The National Weather Service on Thursday posted a chart indicating that Spokane is in its 16th driest half-year on record. Snowfall records in Spokane date to 1889.
Forecasters said the 6.5 inches of snow recorded at Spokane International Airport so far this season is 15.6 inches below normal.
Spokane would need 38.5 inches of snow for the remainder of the season to reach normal snowfall, the weather service said.
The 11.3 inches of precipitation Spokane has received in 2013 is 4.8 inches below normal. However, there is a 30 percent chance of light snow today with a wintry mix of snow or freezing drizzle possible tonight from a weak storm system descending out of Canada.

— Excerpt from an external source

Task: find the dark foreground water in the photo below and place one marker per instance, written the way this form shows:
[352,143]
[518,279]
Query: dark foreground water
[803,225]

Air quality in Spokane was measured in the moderate range Thursday, but no burning restrictions were in effect in Spokane or North Idaho, where air quality was good.
However, the Washington state Department of Ecology has issued a stage-1 burn ban for Kittitas, Chelan, Douglas, Okanogan, Ferry, Stevens, Pend Oreille, Asotin and Walla Walla counties until 4 p.m. today.
The ban could be extended, officials said. The Ecology ban applies to all outdoor burning and use of uncertified stoves or fireplaces. Certified devices were built after 1990.
Spokane could undergo a burn ban if air quality worsens, according to the Spokane Regional Clean Air Agency.
The weather service maintained its air stagnation advisory through noon Monday for the Spokane region and much of Eastern Washington with the exception of the Palouse and North Idaho. A similar air stagnation episode prompted burning restrictions prior to Thanksgiving.
A ridge of higher air pressure along the West Coast is sending storm systems into Canada with only weak impulses expected across the region through the weekend and much of next week.
The stable air mass has created a temperature inversion, in which air in the lower level of the atmosphere is colder than air aloft. An inversion prevents pollution from being mixed and blown away. Highs should be in the 30s and lows in the 20s.
The inversion also brings a risk of late-night and early morning fog. Drivers should be prepared to encounter fog, which can create slick conditions when the temperature falls below freezing and the fog collects on the roadway.
Forecasters said there is a chance of a storm at the end of next week.
The weather service’s long-range forecast for January, February and March is calling for colder-than-normal temperatures and normal precipitation.